- Interactive map of Chincholi Wildlife Sanctuary
- Location: Chincholi Taluka, Kalaburagi district
- Nearest city: Humnabad (56 km)
- Area: 134.88 sq mi (349.3 km^{2})
- Established: 2011 (15 years ago)
- Named for: Chincholi
- Governing body: Karnataka State Forest Department

= Chincholi Wildlife Sanctuary =

Protected area in Karnataka, India

Chincholi Wildlife Sanctuary, located in the Chincholi taluka of kalaburagi district of Karnataka, is the first drylands wildlife sanctuary in South India. Spanning an area of 134.88 square kilometers, it is known for its rich biodiversity and unique ecosystem. The sanctuary features dry and moist deciduous forests, with plantations of teak, acacia, sandalwood, and red sanders. It also hosts medicinal herbs and trees.

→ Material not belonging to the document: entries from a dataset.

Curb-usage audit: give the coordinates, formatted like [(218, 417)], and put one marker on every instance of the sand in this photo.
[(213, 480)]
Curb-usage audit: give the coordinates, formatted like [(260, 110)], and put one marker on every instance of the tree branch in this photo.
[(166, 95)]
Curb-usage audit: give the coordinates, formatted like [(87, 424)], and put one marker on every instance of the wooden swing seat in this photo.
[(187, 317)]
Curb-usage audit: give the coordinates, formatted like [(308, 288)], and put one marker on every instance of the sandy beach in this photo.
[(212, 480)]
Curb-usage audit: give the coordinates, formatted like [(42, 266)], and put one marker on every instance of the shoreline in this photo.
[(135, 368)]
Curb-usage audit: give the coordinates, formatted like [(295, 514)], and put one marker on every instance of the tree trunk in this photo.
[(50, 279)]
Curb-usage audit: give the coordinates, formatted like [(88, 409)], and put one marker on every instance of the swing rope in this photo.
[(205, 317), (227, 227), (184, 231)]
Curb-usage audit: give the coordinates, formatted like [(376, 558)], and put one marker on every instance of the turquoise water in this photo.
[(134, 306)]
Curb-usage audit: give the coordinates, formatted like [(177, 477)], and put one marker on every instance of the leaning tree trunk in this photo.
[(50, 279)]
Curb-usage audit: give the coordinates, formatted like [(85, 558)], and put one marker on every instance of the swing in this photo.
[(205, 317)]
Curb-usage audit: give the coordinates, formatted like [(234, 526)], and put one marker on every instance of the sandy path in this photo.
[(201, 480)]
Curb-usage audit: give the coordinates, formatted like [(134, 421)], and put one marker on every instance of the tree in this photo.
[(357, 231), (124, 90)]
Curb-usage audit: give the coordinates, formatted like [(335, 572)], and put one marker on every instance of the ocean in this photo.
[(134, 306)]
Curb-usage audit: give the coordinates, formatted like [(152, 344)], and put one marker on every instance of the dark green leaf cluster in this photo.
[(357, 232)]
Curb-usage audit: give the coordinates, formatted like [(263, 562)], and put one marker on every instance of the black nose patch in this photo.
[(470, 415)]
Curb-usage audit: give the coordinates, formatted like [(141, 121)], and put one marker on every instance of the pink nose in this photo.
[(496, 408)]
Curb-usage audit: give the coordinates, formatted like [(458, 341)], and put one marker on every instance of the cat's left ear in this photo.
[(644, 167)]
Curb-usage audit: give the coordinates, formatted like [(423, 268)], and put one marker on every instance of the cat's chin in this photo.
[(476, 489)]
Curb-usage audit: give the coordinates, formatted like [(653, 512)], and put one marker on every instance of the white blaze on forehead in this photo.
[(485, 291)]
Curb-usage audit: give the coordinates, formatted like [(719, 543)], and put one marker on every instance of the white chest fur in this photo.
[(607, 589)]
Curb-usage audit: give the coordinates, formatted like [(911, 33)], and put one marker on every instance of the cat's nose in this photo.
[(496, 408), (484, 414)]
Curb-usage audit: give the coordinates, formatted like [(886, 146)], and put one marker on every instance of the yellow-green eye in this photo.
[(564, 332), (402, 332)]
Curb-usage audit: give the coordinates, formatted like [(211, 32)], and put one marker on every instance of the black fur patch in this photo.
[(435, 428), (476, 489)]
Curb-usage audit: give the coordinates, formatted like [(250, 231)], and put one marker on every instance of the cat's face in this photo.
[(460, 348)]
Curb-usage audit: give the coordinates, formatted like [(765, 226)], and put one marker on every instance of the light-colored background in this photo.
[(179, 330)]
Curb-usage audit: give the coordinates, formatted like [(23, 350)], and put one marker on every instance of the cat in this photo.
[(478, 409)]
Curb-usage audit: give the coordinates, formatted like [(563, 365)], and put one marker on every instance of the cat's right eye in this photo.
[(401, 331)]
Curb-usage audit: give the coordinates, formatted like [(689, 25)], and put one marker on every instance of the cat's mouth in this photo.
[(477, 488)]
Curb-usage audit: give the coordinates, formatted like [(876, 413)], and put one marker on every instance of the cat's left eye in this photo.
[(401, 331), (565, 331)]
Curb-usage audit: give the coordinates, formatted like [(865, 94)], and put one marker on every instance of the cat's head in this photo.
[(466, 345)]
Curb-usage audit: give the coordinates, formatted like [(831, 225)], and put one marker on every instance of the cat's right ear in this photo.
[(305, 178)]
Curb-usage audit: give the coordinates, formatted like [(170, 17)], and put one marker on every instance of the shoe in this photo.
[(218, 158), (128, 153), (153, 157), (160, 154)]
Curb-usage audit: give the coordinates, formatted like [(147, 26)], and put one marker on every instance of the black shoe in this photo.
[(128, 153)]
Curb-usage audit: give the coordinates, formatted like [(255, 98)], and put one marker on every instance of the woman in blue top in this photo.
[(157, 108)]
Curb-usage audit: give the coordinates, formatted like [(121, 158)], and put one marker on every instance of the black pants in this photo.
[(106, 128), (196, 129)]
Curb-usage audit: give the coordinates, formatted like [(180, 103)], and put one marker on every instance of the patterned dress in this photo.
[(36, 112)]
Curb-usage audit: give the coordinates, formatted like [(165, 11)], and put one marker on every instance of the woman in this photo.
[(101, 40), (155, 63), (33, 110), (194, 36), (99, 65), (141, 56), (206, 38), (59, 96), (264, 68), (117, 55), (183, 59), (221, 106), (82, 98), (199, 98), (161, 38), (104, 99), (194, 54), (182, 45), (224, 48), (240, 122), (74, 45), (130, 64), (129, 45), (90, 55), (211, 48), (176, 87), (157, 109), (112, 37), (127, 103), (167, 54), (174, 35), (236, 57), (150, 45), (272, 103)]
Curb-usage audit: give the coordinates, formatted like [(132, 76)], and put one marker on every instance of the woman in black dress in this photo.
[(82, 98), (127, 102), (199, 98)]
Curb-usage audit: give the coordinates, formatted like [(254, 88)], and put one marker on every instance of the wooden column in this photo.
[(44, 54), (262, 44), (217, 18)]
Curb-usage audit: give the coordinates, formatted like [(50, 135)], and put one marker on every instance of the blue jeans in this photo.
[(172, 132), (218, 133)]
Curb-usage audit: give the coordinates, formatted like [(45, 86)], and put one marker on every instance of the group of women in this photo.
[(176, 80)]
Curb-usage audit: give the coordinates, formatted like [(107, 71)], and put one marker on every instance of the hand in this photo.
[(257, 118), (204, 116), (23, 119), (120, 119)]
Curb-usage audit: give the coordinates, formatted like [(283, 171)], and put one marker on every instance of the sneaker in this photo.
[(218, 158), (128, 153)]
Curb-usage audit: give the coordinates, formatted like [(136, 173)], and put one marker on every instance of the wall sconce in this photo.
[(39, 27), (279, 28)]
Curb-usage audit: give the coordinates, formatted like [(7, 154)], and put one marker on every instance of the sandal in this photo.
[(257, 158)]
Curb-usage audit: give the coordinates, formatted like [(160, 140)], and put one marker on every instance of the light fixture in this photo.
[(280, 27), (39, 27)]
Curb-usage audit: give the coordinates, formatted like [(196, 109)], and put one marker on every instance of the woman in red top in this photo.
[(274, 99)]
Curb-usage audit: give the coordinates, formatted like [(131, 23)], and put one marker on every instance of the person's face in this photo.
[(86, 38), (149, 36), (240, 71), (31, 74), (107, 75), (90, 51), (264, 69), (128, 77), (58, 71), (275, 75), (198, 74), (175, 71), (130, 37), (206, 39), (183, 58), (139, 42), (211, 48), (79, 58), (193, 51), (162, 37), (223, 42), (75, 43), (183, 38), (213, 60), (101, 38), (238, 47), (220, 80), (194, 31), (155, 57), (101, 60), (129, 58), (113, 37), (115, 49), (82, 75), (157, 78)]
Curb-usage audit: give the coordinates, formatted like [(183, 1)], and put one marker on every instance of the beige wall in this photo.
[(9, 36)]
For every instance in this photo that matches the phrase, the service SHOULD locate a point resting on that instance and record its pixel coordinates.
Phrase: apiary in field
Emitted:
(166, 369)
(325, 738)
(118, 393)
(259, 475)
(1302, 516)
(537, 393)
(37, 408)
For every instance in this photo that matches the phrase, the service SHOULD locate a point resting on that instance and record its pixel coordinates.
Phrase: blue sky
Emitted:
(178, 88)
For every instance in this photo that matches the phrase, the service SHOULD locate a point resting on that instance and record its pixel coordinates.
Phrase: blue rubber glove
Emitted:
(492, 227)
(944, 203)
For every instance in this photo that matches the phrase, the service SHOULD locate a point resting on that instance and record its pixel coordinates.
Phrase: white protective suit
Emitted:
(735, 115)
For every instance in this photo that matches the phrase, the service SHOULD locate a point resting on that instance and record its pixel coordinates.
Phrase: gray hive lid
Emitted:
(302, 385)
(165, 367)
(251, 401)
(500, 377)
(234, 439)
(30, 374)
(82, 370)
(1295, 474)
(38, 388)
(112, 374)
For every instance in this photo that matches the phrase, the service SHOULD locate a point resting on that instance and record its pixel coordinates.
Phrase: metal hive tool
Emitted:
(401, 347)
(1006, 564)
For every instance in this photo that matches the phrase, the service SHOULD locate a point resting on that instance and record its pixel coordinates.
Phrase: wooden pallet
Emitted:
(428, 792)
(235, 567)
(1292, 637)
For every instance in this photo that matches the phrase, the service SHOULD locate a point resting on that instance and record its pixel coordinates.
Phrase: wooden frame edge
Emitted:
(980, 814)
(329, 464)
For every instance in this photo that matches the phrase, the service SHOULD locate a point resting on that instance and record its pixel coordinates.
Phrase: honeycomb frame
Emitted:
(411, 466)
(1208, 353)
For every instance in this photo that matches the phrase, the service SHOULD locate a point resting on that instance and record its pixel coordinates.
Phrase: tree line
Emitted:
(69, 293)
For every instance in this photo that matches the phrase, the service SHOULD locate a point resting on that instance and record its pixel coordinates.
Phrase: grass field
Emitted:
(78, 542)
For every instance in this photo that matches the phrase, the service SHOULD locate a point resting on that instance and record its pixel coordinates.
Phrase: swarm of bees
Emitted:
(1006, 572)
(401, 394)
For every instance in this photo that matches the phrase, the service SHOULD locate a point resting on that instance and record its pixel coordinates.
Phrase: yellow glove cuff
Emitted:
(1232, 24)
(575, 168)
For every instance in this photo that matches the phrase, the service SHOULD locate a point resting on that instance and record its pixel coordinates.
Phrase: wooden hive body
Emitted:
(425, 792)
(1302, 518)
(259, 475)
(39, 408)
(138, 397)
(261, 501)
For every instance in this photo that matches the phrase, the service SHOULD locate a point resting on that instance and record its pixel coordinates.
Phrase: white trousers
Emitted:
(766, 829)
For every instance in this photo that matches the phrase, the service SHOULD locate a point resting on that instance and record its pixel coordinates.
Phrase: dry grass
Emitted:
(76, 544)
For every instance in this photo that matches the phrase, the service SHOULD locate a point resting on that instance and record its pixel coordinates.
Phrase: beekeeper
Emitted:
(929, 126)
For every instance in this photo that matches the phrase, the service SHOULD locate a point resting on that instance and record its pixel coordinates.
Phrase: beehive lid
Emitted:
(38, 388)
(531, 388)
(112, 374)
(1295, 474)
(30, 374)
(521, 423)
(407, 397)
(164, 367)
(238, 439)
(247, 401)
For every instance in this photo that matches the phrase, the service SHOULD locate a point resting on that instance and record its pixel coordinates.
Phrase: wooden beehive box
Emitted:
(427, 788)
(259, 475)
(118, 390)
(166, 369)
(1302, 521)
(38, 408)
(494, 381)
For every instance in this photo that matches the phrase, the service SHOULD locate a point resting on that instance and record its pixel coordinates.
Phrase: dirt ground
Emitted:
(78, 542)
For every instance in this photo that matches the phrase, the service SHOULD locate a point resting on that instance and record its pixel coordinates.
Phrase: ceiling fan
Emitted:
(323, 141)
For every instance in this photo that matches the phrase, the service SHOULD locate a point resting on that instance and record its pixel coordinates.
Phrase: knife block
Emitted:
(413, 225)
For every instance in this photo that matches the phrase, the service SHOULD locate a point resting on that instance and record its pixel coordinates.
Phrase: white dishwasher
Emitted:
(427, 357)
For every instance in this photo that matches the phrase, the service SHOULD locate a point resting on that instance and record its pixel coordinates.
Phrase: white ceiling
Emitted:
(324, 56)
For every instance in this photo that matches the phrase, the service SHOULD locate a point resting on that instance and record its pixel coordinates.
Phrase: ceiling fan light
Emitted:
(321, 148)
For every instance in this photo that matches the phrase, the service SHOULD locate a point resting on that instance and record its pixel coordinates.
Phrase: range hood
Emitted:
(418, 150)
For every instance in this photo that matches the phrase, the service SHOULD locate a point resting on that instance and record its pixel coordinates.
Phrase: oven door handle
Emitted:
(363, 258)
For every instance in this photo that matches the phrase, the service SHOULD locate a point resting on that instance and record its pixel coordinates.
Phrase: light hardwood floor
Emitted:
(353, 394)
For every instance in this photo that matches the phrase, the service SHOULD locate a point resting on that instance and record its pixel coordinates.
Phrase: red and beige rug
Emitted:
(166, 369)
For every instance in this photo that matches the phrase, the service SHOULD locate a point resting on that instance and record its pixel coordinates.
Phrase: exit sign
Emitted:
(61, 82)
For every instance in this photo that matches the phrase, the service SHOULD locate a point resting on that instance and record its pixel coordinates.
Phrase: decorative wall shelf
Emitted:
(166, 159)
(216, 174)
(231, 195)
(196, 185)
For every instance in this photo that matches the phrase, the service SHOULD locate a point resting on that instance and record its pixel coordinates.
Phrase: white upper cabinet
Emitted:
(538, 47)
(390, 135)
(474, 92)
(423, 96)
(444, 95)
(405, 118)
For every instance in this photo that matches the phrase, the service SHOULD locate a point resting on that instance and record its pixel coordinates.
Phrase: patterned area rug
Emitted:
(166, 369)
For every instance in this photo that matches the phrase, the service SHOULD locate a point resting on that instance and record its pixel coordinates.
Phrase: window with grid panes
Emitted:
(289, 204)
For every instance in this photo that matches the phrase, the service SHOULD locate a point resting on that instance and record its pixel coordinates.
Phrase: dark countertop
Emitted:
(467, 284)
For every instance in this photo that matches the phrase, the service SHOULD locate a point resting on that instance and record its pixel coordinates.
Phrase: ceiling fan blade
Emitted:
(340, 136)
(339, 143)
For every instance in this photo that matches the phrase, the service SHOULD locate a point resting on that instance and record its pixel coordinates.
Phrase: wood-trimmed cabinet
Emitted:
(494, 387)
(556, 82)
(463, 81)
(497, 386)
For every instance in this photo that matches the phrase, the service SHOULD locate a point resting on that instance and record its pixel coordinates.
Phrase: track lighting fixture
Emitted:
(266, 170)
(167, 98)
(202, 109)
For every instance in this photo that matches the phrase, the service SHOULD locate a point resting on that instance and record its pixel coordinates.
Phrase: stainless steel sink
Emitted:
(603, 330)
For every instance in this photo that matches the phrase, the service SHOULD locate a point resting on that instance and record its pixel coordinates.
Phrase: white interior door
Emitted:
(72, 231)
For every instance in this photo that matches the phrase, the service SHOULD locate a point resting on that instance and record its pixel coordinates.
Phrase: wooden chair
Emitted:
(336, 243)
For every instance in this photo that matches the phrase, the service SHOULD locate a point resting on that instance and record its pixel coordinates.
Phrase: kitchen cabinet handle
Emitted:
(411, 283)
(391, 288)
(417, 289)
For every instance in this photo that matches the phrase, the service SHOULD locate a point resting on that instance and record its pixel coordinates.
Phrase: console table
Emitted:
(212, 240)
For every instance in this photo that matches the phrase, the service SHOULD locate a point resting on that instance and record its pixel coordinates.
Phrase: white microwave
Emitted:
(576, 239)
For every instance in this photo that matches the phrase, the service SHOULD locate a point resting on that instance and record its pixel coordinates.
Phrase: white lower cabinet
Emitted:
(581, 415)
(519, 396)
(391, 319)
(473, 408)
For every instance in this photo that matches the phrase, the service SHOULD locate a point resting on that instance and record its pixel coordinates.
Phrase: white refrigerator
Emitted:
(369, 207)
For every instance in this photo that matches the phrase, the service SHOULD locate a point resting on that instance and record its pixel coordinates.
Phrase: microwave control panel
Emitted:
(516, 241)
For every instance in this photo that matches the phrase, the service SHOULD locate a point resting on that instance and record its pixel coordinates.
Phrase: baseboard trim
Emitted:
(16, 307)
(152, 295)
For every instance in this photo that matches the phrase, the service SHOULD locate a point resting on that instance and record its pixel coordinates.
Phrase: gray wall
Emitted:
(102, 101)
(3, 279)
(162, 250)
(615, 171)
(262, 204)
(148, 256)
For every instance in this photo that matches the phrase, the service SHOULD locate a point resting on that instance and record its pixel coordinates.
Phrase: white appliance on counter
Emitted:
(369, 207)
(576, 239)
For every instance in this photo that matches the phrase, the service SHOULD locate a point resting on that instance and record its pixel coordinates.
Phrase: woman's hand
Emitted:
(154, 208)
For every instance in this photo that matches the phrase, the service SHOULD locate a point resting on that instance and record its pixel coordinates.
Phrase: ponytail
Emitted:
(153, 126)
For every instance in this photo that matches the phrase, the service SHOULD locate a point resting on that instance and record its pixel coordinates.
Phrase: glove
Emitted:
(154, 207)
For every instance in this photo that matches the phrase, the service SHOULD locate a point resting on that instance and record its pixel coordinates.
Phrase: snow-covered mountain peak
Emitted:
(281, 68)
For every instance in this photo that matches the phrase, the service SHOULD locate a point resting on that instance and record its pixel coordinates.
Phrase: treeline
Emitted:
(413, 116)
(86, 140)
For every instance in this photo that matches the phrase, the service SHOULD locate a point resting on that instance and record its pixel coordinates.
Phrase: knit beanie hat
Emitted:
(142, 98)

The sanctuary is home to a variety of fauna, including blackbuck, striped hyena, Indian wolf, golden jackal, Bengal fox, and fruit bats. Bird enthusiasts can spot over 35 species of birds, such as the blue pigeon, black-winged kite, blossom-headed parakeet, and black drongo. Additionally, the sanctuary includes the Chandrampalli Dam and four smaller dams, which support the local ecosystem.

== Overview ==
Chincholi Wildlife Sanctuary spans over an area of 134.88 km2. It is situated in the Kalaburagi district of Karnataka in India. It is the first dryland wildlife sanctuary in the Hyderabad-Karnataka region.

== Flora and fauna ==
The sanctuary has medicinal herbs and trees in its compound. It also has acacia and teak plantations. Chincholi Wildlife Sanctuary has over 35 species of birds, such as blue pigeon, black-winged kite, blossom-headed parakeet, black drongo and many more. It hosts all four wildlife species from the Canidae family found in Karnataka. These include dholes, wolves, golden jackals, and Bengal foxes.